The cultural crisis is the most difficult for the left and for the coalition we need to build. That is because the socialist tradition of which I am a part thinks that we are social beings, that we are constituted by unchosen traditions such as language, relationships and religions that are part of an inheritance.

We are not defined as individual choosers or as acquisitive individuals motivated entirely by self-interest, narrowly defined.

In contrast our sociability leads to a culture built around reciprocity, mutuality and collective democratic decision and these were the forms of the early labour movement and is what we often refer to as a culture.

This forms the basis of what EP Thomson called a moral economy. There is a part of the left that rejects this and views the very idea of a person is a socially constructed entity who can only be emancipated by a heroic liberalism of individual self-definition.

This argument can only be resolved politically and is something we can look forward to renewing after we have left the EU.

In the meantime there is enough common interest on the issues of class and democracy to co-operate in pursuing that outcome of Brexit and the restoration of democratic sovereignty.

The cultural crisis of Brexit is the distance between the liberal assumptions of the rulers and enduring ethics of the moral economy held by the ruled.
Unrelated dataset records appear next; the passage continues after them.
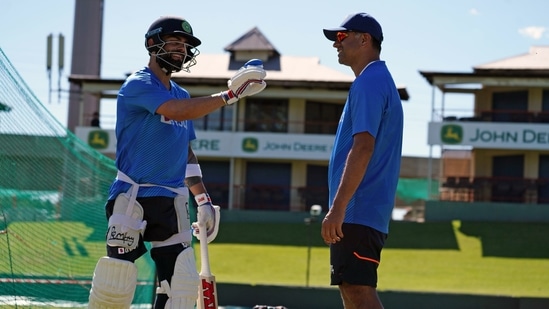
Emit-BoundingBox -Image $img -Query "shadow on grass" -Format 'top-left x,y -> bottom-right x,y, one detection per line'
385,221 -> 459,250
215,222 -> 326,247
460,222 -> 549,259
215,221 -> 459,250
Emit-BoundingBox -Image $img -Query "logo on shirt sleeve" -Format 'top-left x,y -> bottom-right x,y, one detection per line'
160,115 -> 187,129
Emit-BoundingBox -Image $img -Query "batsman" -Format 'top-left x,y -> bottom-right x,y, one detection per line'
88,16 -> 266,309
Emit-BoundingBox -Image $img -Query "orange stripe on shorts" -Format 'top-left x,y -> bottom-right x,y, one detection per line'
353,252 -> 379,265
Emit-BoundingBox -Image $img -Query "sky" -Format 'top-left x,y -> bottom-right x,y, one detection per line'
0,0 -> 549,157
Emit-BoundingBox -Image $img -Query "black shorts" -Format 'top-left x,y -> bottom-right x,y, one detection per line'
105,196 -> 179,262
330,223 -> 387,287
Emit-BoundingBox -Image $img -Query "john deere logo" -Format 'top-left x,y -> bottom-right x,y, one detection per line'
88,130 -> 109,149
181,20 -> 193,33
440,124 -> 463,144
242,137 -> 259,152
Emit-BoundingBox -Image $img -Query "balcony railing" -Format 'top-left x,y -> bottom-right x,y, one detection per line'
442,110 -> 549,123
440,176 -> 549,204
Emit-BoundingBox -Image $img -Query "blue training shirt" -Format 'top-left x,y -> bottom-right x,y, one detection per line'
109,68 -> 196,199
328,61 -> 403,233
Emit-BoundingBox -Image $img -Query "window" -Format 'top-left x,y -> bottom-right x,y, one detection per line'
492,90 -> 529,122
302,164 -> 328,211
305,101 -> 343,134
244,99 -> 288,133
492,155 -> 526,203
193,107 -> 233,131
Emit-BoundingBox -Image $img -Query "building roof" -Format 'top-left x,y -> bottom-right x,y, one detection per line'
225,27 -> 279,55
474,46 -> 549,72
419,46 -> 549,93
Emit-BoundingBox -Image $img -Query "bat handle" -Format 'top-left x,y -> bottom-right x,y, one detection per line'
198,224 -> 211,276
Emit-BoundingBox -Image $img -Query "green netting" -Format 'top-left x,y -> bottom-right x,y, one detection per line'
0,49 -> 154,308
397,178 -> 439,203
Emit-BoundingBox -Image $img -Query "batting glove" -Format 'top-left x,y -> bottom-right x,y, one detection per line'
192,193 -> 221,243
216,59 -> 267,105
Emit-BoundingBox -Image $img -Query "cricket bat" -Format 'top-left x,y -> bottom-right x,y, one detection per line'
196,226 -> 218,309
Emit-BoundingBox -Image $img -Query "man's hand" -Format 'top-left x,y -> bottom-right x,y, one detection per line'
321,207 -> 345,245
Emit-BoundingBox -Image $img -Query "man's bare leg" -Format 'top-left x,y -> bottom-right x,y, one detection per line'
339,282 -> 383,309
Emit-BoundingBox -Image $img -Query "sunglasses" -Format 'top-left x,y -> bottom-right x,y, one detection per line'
336,31 -> 349,43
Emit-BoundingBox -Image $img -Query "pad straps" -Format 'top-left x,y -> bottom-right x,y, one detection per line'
116,170 -> 189,217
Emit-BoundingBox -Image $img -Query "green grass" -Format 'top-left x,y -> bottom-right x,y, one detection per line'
202,222 -> 549,297
0,222 -> 549,304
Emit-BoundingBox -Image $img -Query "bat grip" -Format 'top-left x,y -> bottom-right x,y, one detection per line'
198,224 -> 211,276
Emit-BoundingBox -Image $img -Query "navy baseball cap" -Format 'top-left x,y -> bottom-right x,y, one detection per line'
324,13 -> 383,43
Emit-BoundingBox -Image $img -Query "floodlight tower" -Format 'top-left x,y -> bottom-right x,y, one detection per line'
67,0 -> 105,132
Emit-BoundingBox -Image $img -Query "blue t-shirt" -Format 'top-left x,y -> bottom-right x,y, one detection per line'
109,68 -> 196,199
328,61 -> 403,233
Brexit is a class issue.

The immediate task before us is to leave the EU and to break the constraints on democracy that it represents while articulating a political and economic programme that can fill the spaces it leaves behind.

An industrial policy that favours workers and neglected regions. A reform of banking to restore assets to abandoned places. A democracy, locational and vocational, that can resist the domination of the rich and the educationally qualified.

No deal is the real deal and the left should unite in pursuit of that end. You might call it government of the people, by the people and for the people.